Apart from the availability of one of the lay workers, Mr Justice O'Neill said it appeared to him that what the applicant wished to establish was that the kitchen area was very busy, where some 400 boys were fed three times a day, and in addition to the kitchen staff, teams of boys of up to 30 or 40 were employed for various duties in the kitchen, and hence that it was unlikely that offences of the kind alleged could have occurred in any part of the kitchen or dining area. The court said it was satisfied that the applicant failed to discharge the onus of demonstrating that any defence he would wish to make in respect of the offences alleged would be prejudiced by the passage of time and in particular by the non-availability of one of the lay workers.

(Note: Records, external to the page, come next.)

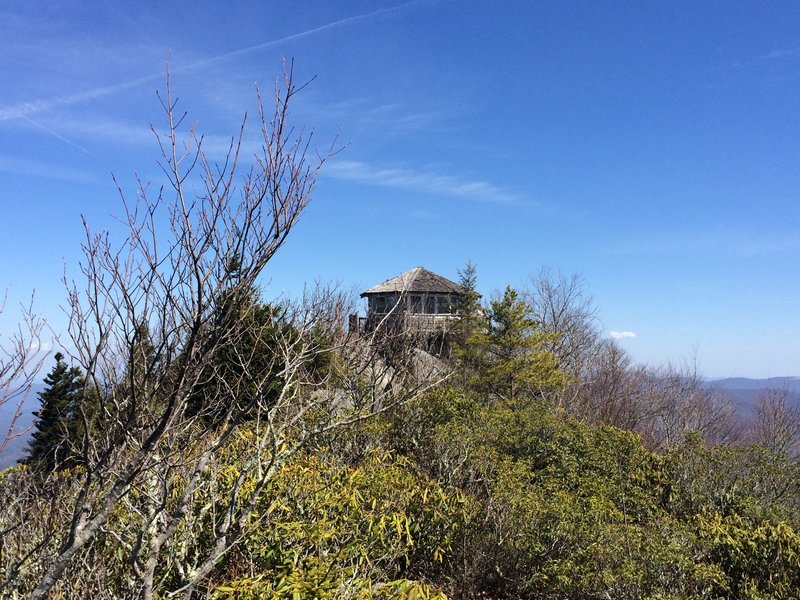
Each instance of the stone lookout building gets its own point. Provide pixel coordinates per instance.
(417, 301)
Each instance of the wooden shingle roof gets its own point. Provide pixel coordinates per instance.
(417, 280)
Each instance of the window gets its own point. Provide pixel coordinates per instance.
(430, 305)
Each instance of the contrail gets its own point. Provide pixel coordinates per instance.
(22, 111)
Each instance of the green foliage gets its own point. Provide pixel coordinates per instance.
(330, 531)
(501, 351)
(57, 422)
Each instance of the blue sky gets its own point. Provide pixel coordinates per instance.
(654, 148)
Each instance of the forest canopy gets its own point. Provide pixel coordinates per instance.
(204, 441)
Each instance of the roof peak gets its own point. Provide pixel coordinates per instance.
(418, 279)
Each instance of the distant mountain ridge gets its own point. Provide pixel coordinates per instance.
(745, 392)
(791, 384)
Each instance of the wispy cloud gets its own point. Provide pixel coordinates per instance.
(424, 181)
(620, 335)
(782, 53)
(718, 242)
(18, 166)
(27, 109)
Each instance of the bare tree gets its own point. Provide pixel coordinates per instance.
(187, 382)
(21, 357)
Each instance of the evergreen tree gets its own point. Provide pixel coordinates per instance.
(517, 359)
(470, 326)
(56, 420)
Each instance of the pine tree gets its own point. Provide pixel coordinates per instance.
(517, 359)
(56, 420)
(469, 328)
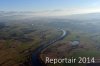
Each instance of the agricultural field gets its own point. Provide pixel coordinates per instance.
(89, 46)
(19, 39)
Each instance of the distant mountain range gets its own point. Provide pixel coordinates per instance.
(28, 14)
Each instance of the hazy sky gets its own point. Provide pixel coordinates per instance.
(51, 7)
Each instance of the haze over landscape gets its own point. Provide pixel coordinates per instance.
(31, 30)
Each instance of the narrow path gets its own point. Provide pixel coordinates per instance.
(36, 61)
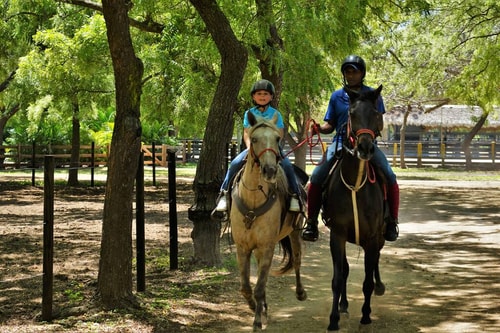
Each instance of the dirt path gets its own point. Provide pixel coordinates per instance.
(442, 275)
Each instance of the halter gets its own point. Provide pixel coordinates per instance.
(354, 137)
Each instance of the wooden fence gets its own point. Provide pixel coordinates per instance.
(418, 154)
(31, 156)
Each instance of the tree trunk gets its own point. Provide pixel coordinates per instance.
(402, 137)
(5, 116)
(115, 266)
(468, 140)
(75, 146)
(210, 171)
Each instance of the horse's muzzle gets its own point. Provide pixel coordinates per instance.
(269, 172)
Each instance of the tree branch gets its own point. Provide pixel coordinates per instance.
(148, 25)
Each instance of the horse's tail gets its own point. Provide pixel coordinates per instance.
(286, 245)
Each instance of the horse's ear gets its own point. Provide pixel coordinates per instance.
(380, 122)
(252, 120)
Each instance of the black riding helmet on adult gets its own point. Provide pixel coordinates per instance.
(353, 71)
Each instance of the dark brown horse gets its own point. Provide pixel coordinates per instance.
(353, 207)
(260, 218)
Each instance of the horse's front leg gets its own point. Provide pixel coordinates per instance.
(344, 303)
(337, 250)
(244, 268)
(371, 260)
(379, 285)
(295, 238)
(264, 260)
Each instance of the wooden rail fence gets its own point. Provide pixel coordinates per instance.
(418, 154)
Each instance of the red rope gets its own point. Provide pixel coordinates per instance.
(311, 142)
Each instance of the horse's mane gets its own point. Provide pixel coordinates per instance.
(281, 179)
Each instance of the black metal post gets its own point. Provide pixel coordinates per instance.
(33, 163)
(139, 223)
(48, 238)
(153, 153)
(172, 200)
(92, 163)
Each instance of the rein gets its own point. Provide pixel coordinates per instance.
(363, 174)
(311, 143)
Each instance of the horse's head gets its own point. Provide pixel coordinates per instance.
(264, 145)
(365, 122)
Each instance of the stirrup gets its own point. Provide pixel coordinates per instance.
(222, 203)
(294, 205)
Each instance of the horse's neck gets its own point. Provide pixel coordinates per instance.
(251, 178)
(353, 169)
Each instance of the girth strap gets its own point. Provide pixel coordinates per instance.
(251, 214)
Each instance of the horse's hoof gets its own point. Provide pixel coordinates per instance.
(257, 327)
(302, 296)
(365, 328)
(379, 289)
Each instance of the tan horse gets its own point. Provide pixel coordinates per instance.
(260, 217)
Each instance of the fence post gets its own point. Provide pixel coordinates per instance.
(33, 163)
(139, 225)
(92, 163)
(153, 153)
(394, 154)
(493, 152)
(419, 155)
(48, 238)
(172, 210)
(443, 153)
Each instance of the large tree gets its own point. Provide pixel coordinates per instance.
(115, 266)
(219, 130)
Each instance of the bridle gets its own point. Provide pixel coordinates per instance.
(353, 137)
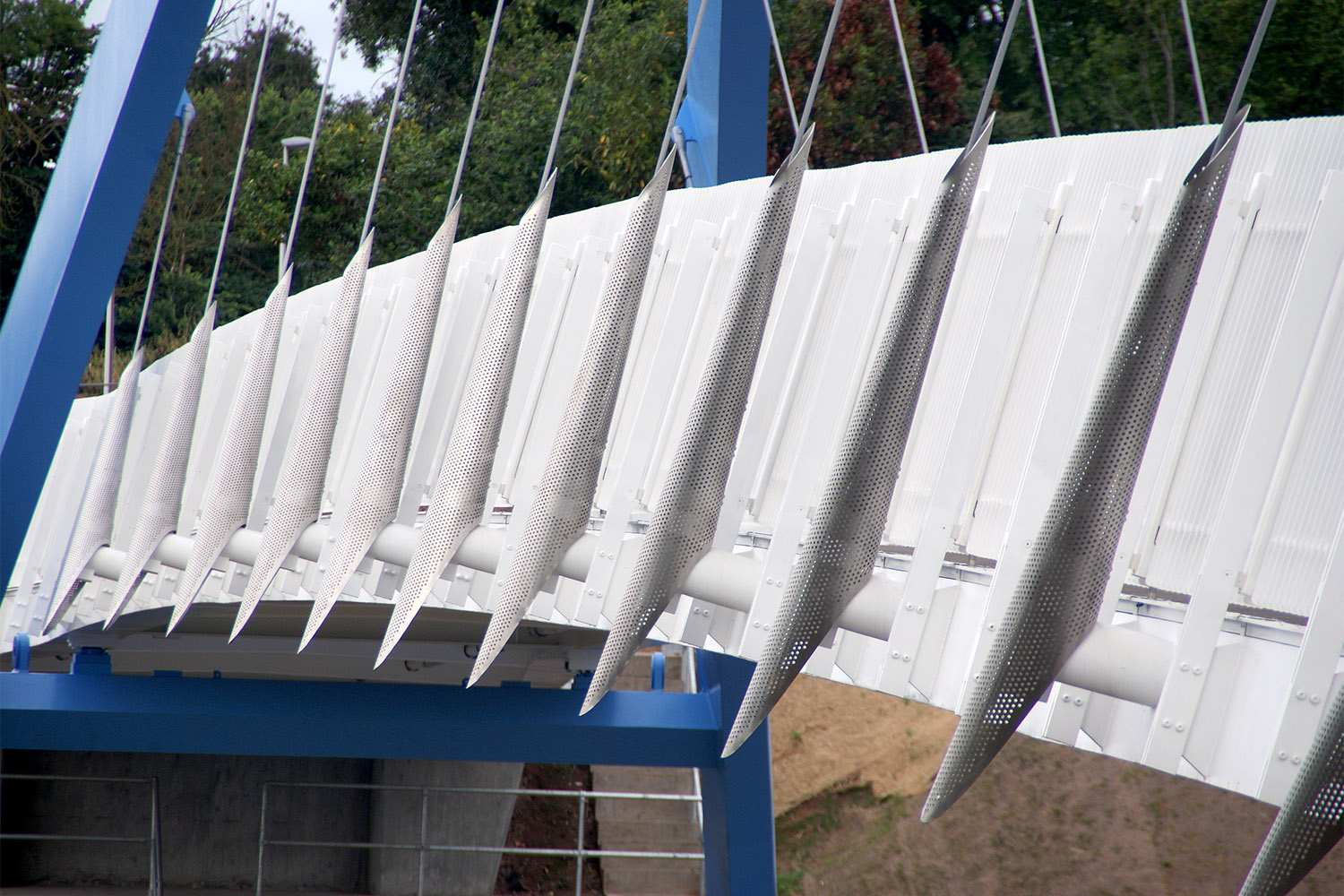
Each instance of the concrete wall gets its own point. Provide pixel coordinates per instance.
(460, 820)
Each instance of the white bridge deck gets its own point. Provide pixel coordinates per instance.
(1225, 616)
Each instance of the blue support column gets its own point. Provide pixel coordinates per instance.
(107, 163)
(737, 793)
(726, 93)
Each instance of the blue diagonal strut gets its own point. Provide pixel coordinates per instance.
(126, 105)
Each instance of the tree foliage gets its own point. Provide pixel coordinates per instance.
(43, 50)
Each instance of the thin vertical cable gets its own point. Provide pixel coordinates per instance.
(1045, 72)
(999, 64)
(669, 134)
(1193, 62)
(476, 104)
(1230, 117)
(392, 120)
(806, 118)
(188, 113)
(564, 97)
(312, 140)
(242, 152)
(779, 62)
(910, 81)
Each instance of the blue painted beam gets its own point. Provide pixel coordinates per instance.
(116, 134)
(726, 93)
(737, 793)
(263, 718)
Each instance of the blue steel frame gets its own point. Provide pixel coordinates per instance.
(726, 93)
(131, 94)
(107, 163)
(90, 708)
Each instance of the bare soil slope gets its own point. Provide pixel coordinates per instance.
(851, 772)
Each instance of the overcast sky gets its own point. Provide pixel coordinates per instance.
(317, 19)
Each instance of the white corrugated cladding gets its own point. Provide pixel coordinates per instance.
(1059, 234)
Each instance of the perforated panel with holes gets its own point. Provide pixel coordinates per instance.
(1312, 818)
(99, 508)
(230, 487)
(844, 535)
(374, 503)
(462, 482)
(1055, 603)
(693, 495)
(163, 495)
(564, 495)
(300, 487)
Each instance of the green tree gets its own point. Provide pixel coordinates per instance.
(43, 50)
(863, 107)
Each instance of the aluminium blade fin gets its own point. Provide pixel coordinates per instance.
(161, 504)
(564, 495)
(231, 487)
(688, 506)
(1056, 600)
(300, 489)
(843, 538)
(99, 508)
(1312, 817)
(459, 497)
(374, 503)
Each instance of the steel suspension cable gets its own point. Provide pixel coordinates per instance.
(1236, 99)
(476, 102)
(1193, 62)
(806, 118)
(1045, 72)
(392, 118)
(779, 61)
(668, 137)
(564, 97)
(188, 113)
(242, 152)
(910, 81)
(994, 70)
(312, 140)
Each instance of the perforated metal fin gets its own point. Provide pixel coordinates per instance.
(459, 497)
(564, 495)
(1055, 603)
(688, 506)
(374, 503)
(99, 508)
(161, 503)
(1312, 818)
(231, 485)
(843, 538)
(300, 490)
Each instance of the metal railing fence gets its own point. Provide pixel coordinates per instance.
(153, 840)
(578, 852)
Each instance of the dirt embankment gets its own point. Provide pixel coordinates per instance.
(852, 767)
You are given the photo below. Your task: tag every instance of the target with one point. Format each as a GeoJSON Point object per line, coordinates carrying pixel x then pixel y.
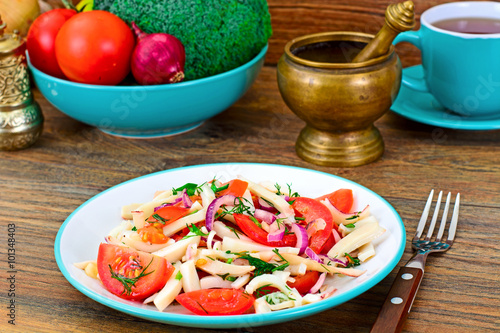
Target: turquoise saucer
{"type": "Point", "coordinates": [424, 108]}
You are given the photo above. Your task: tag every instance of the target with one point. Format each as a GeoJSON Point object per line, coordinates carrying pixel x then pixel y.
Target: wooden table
{"type": "Point", "coordinates": [72, 162]}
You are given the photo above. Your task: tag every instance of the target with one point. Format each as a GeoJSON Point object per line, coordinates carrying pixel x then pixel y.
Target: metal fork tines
{"type": "Point", "coordinates": [404, 289]}
{"type": "Point", "coordinates": [428, 245]}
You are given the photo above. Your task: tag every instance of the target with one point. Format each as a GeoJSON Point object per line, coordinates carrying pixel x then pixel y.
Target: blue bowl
{"type": "Point", "coordinates": [149, 111]}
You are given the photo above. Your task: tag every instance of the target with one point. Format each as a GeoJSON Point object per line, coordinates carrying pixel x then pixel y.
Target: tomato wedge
{"type": "Point", "coordinates": [152, 234]}
{"type": "Point", "coordinates": [259, 235]}
{"type": "Point", "coordinates": [311, 210]}
{"type": "Point", "coordinates": [330, 242]}
{"type": "Point", "coordinates": [342, 199]}
{"type": "Point", "coordinates": [236, 187]}
{"type": "Point", "coordinates": [304, 283]}
{"type": "Point", "coordinates": [167, 215]}
{"type": "Point", "coordinates": [215, 302]}
{"type": "Point", "coordinates": [131, 274]}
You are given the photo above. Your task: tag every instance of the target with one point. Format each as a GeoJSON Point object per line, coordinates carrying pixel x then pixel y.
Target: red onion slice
{"type": "Point", "coordinates": [318, 284]}
{"type": "Point", "coordinates": [214, 206]}
{"type": "Point", "coordinates": [176, 201]}
{"type": "Point", "coordinates": [264, 205]}
{"type": "Point", "coordinates": [315, 226]}
{"type": "Point", "coordinates": [186, 201]}
{"type": "Point", "coordinates": [302, 239]}
{"type": "Point", "coordinates": [336, 235]}
{"type": "Point", "coordinates": [277, 232]}
{"type": "Point", "coordinates": [311, 254]}
{"type": "Point", "coordinates": [335, 260]}
{"type": "Point", "coordinates": [265, 216]}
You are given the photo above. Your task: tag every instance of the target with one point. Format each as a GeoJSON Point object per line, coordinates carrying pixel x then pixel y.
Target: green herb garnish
{"type": "Point", "coordinates": [354, 216]}
{"type": "Point", "coordinates": [190, 188]}
{"type": "Point", "coordinates": [159, 218]}
{"type": "Point", "coordinates": [218, 189]}
{"type": "Point", "coordinates": [254, 220]}
{"type": "Point", "coordinates": [290, 194]}
{"type": "Point", "coordinates": [128, 283]}
{"type": "Point", "coordinates": [278, 188]}
{"type": "Point", "coordinates": [195, 230]}
{"type": "Point", "coordinates": [262, 267]}
{"type": "Point", "coordinates": [352, 261]}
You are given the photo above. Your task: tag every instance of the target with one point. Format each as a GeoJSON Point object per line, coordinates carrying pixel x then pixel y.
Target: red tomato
{"type": "Point", "coordinates": [167, 215]}
{"type": "Point", "coordinates": [236, 187]}
{"type": "Point", "coordinates": [304, 283]}
{"type": "Point", "coordinates": [41, 40]}
{"type": "Point", "coordinates": [95, 47]}
{"type": "Point", "coordinates": [311, 210]}
{"type": "Point", "coordinates": [131, 274]}
{"type": "Point", "coordinates": [152, 234]}
{"type": "Point", "coordinates": [342, 199]}
{"type": "Point", "coordinates": [223, 301]}
{"type": "Point", "coordinates": [259, 235]}
{"type": "Point", "coordinates": [330, 242]}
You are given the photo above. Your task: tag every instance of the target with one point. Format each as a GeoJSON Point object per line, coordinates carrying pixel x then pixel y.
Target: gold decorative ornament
{"type": "Point", "coordinates": [323, 81]}
{"type": "Point", "coordinates": [21, 119]}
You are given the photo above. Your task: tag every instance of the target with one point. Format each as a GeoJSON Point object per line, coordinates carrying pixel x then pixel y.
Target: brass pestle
{"type": "Point", "coordinates": [398, 18]}
{"type": "Point", "coordinates": [339, 99]}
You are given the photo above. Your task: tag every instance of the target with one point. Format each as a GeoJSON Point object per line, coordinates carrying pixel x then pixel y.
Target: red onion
{"type": "Point", "coordinates": [318, 284]}
{"type": "Point", "coordinates": [227, 199]}
{"type": "Point", "coordinates": [335, 260]}
{"type": "Point", "coordinates": [315, 226]}
{"type": "Point", "coordinates": [265, 216]}
{"type": "Point", "coordinates": [264, 205]}
{"type": "Point", "coordinates": [311, 254]}
{"type": "Point", "coordinates": [157, 58]}
{"type": "Point", "coordinates": [176, 201]}
{"type": "Point", "coordinates": [186, 201]}
{"type": "Point", "coordinates": [336, 235]}
{"type": "Point", "coordinates": [276, 233]}
{"type": "Point", "coordinates": [302, 240]}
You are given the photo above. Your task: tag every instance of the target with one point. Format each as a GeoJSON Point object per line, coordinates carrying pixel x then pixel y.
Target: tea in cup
{"type": "Point", "coordinates": [460, 48]}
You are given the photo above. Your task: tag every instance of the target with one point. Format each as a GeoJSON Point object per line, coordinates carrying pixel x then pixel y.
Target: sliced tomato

With regard to the applicant's complaint that the grandfather of one complainant was no longer available to give evidence as to the frequency of visits by the applicant to the grandfather's house, the court observed firstly that not all of the allegations of abuse by that complainant related to visits to the house, and apart from that, the prospect of contradiction by the grandfather of the evidence of that complainant was a matter of pure speculation on the part of the applicant. Mr Justice O'Neill said it appeared to him that it was necessary for the applicant to do more than simply speculate as to the nature of the evidence that would have been given by a witness no longer available. The applicant must demonstrate, on the balance of probability, what the nature of that evidence was or would have been, and its relevance to an issue that may arise in the trial, e.g. the credibility of the complainant. Mere speculation of what that evidence might be will not suffice.

The applicant also listed several members of the congregation who are now either dead or untraceable, and complains that the absence of their evidence prejudices his defence.

Mr Justice O'Neill said that having carefully considered all the allegations of prejudice advanced by the applicant, he was satisfied that the applicant had failed to demonstrate any specific prejudice to his defence by reason of the delay in the initiation of the prosecutions in respect of the various charges. With regard to the complaint about prejudicial publicity, none of this publicity referred personally to the applicant. Mr Justice O'Neill said that while a great deal of prejudicial publicity had been directed at the Christian Brothers, as time goes on there is undoubtedly a fade factor, in any event this was a problem whish could be and had been dealt with by the trial judge by way of appropriate direction.

Mr Justice O'Neill so held in dismissing the application for an order of prohibition.

Solicitors: Garrett Sheehan & Partners (Dublin) for the applicant; Chief Prosecution Solicitor for the respondent.